Kosygin pushed further into background
The shake-up of the technology branch of the Soviet Academy of Sciences in the wake of Andrei Sakharov's removal from the Moscow scene has far-reaching consequences for the political setup inside the Soviet Union and for Soviet relations with the United States. It stands for the further hardening of the regime and almost complete eclipse of Premier Alexei Kosygin.
It started with the appointment Jan. 27 of Dr. Guri I. Marchuk, corresponding member of the Academy of Sciences, as chairman of the government's State Committee for Science and Technology. He replaced Deputy Premier Vladimir A. Kirillin, a longtime associate of Premier Kosygin.
The State Committee for Science and Technology is the Soviet Union's most important agency in the scientific-technical field. Its task is the modernization and streamlining of industry, the orientation of Soviet imports to the most advanced and promising innovations in Western technology, and guidance of military technology.
Dr. Kirillin was a prominent figure in high-level Soviet negotiations with foreign countries. His successor, Dr. Marchuk, a mathematician and head of the computer center at the Siberian branch of the Academy of Sciences, heads the state committee for atomic energy research and plays a prominent role in cosmic and basic research.
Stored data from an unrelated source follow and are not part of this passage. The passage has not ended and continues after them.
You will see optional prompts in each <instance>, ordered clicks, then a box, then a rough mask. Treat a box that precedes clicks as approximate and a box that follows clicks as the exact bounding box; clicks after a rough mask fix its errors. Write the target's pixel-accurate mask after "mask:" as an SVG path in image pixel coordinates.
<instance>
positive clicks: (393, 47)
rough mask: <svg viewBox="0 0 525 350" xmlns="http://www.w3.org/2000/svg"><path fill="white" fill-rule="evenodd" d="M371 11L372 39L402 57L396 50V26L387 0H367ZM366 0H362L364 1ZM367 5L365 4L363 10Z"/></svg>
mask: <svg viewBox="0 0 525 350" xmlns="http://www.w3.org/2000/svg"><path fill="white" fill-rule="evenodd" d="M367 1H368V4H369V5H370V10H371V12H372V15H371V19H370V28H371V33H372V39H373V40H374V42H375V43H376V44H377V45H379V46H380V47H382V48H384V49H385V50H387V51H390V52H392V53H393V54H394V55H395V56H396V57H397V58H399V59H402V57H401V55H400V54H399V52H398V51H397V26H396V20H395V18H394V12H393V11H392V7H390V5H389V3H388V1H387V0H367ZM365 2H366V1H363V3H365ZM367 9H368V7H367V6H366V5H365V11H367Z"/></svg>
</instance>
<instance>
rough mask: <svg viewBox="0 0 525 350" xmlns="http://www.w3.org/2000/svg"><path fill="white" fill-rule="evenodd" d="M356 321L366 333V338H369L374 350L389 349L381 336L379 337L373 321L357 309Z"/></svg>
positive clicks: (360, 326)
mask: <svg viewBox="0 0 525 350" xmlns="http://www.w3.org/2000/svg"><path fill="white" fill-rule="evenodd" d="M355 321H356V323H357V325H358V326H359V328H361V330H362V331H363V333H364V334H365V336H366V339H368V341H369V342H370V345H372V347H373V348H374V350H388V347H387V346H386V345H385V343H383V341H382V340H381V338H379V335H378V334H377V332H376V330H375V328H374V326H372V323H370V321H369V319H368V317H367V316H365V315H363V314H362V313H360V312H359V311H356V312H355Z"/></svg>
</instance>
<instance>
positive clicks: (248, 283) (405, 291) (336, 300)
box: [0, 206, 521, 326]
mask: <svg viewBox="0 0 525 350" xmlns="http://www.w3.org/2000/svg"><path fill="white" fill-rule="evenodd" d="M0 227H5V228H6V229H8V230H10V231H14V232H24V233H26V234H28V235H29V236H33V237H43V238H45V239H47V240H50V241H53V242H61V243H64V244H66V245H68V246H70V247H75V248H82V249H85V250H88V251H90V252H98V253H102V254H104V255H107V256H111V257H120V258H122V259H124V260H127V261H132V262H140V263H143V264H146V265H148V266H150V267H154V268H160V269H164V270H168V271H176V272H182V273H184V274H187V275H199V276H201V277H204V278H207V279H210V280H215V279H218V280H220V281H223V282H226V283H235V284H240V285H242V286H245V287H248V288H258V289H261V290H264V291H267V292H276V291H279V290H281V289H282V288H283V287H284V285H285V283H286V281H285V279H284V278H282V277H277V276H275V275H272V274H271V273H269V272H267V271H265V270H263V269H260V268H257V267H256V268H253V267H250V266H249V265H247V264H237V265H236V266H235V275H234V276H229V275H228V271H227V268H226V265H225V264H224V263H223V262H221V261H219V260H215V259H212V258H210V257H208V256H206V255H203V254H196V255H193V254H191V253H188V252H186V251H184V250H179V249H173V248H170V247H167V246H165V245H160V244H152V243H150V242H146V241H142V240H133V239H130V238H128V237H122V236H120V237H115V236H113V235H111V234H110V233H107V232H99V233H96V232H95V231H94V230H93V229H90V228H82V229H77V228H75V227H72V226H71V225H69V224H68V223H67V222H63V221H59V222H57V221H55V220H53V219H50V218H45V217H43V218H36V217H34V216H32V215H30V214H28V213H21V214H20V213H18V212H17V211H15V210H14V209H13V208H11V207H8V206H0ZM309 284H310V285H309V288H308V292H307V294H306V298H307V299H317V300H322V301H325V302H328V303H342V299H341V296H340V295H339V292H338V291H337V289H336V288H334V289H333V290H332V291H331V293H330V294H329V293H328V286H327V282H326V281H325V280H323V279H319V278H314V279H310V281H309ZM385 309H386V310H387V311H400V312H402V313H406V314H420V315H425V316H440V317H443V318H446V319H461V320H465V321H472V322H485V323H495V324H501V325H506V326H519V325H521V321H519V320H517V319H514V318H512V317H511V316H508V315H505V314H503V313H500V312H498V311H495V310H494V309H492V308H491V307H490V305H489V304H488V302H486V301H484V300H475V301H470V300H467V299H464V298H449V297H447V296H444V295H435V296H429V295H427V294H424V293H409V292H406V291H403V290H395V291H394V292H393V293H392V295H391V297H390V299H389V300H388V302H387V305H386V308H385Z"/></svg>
Dr. Marchuk is a newcomer in the field of foreign relations.This was hitherto the special task of Mr. Kosygin's son-in-law, Dzherman M. Gvishiani, a first deputy chairman of the state committee for science and technology.
Dr. Gvishiani, who is fluent in both English and French, is well-known in American scientific and foreign trade circles. He was expected to become chairman of the government's State Committee for Science and Technology when Dr. Kirillin retired.
His being passed over for promotion was intrepreted as a further weakening of Premier Kosygin's influence and as evidence of a lessening of the Kremlin's interest in improved relations with the West.
Even more ominous in this respect is the quite recent removal of Dr. Gvishiani from the American section of the Committee on Science and Technology.
These developments seem to strengthen President Brezhnev's position and that of the hard-line quadriga that is believed to have his ear. This four-man group is said to include Mikhail Suslov, the Politburo's chief theoretician; Defense Minister Dmitri Ustinov; Marshal Victor G. Kulikov, head of the Warsaw Pact forces; and Fleet Adm. Sergei G. Gorshkov, who heads the Soviet delegation to East Germany.